Iranian policy, he says, is to stabilize the nascent government in Baghdad, not to disrupt it. “Security [in Iraq] is good for us because then there’s no pretext for foreign troops to remain,” he said. If Washington had proof that Iranian forces were operational in Iraq, then it should be produced, he insisted. Instead, he says, it is time for Tehran and Baghdad to establish a strong strategic relationship, replete with intelligence sharing and Iranian assistance in building up the Iraqi security forces, roles the U.S. currently holds a monopoly over. “What we actually want inside Iraq today is to contribute to the formation of the government” said the diplomat, staking out what until now has been the province of U.S. and British advisors.

Describing Iran as “a potential power in the region, and an essential element for security in the region,” Ghomi says if America stopped treating Tehran as an enemy it could deliver results “in the sensitive geopolitical situation in the Middle East.” He also laid out a number of conditions necessary for the proposed talks with U.S. Ambassador Zalmay Khalilzad to proceed.

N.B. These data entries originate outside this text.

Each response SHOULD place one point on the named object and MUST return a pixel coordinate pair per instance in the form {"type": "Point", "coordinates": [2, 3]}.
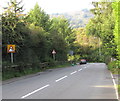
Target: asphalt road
{"type": "Point", "coordinates": [89, 81]}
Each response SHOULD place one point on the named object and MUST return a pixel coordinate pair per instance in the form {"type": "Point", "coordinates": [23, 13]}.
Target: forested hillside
{"type": "Point", "coordinates": [76, 19]}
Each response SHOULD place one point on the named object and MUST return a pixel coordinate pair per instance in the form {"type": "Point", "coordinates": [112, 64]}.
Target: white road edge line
{"type": "Point", "coordinates": [34, 91]}
{"type": "Point", "coordinates": [61, 78]}
{"type": "Point", "coordinates": [73, 72]}
{"type": "Point", "coordinates": [79, 69]}
{"type": "Point", "coordinates": [115, 86]}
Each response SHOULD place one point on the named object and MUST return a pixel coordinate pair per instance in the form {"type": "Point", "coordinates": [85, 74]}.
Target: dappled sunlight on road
{"type": "Point", "coordinates": [104, 86]}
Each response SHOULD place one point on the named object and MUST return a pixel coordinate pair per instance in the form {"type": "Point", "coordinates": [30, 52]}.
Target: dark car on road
{"type": "Point", "coordinates": [83, 61]}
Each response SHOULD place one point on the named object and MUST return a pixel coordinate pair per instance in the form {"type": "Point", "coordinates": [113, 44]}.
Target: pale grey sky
{"type": "Point", "coordinates": [54, 6]}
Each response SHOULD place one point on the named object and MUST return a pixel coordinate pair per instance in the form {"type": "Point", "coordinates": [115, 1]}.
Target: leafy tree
{"type": "Point", "coordinates": [102, 26]}
{"type": "Point", "coordinates": [38, 17]}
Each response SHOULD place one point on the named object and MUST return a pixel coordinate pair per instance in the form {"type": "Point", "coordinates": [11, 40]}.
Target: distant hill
{"type": "Point", "coordinates": [76, 19]}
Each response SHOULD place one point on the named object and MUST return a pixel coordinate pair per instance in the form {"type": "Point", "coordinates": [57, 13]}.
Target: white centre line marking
{"type": "Point", "coordinates": [79, 69]}
{"type": "Point", "coordinates": [61, 78]}
{"type": "Point", "coordinates": [34, 91]}
{"type": "Point", "coordinates": [73, 72]}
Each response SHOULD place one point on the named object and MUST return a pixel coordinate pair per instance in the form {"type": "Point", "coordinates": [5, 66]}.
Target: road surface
{"type": "Point", "coordinates": [89, 81]}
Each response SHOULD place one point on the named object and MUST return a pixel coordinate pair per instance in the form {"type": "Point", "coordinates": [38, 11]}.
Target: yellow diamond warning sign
{"type": "Point", "coordinates": [11, 48]}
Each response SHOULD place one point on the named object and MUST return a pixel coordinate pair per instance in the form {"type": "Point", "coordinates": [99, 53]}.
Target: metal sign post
{"type": "Point", "coordinates": [11, 57]}
{"type": "Point", "coordinates": [54, 52]}
{"type": "Point", "coordinates": [11, 49]}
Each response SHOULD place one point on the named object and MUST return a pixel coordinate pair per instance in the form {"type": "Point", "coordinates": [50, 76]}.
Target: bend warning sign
{"type": "Point", "coordinates": [10, 48]}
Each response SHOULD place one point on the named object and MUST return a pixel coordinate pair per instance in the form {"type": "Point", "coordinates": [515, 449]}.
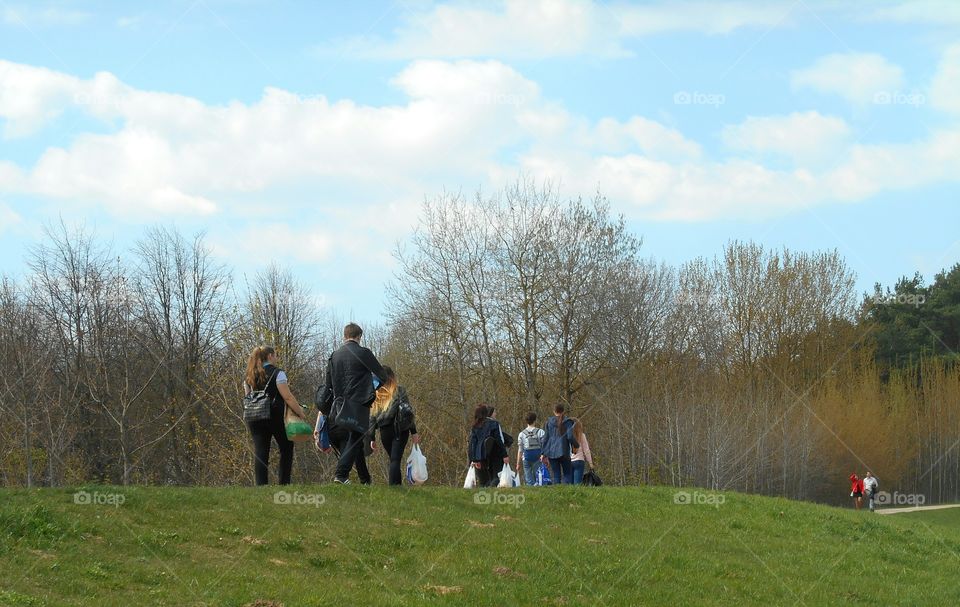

Expecting the meeting to take place in Iraq, Ghomi says talks could not proceed without a representative of the Iraqi government present; he also said that an agenda had to be agreed on in advance and made public beforehand, “not kept behind closed doors.” And he stressed that Iran would want the outcome of the discussions to be made public immediately afterwards. “We will definitely be reporting to the countries of the region about the result of these negotiations,” he says.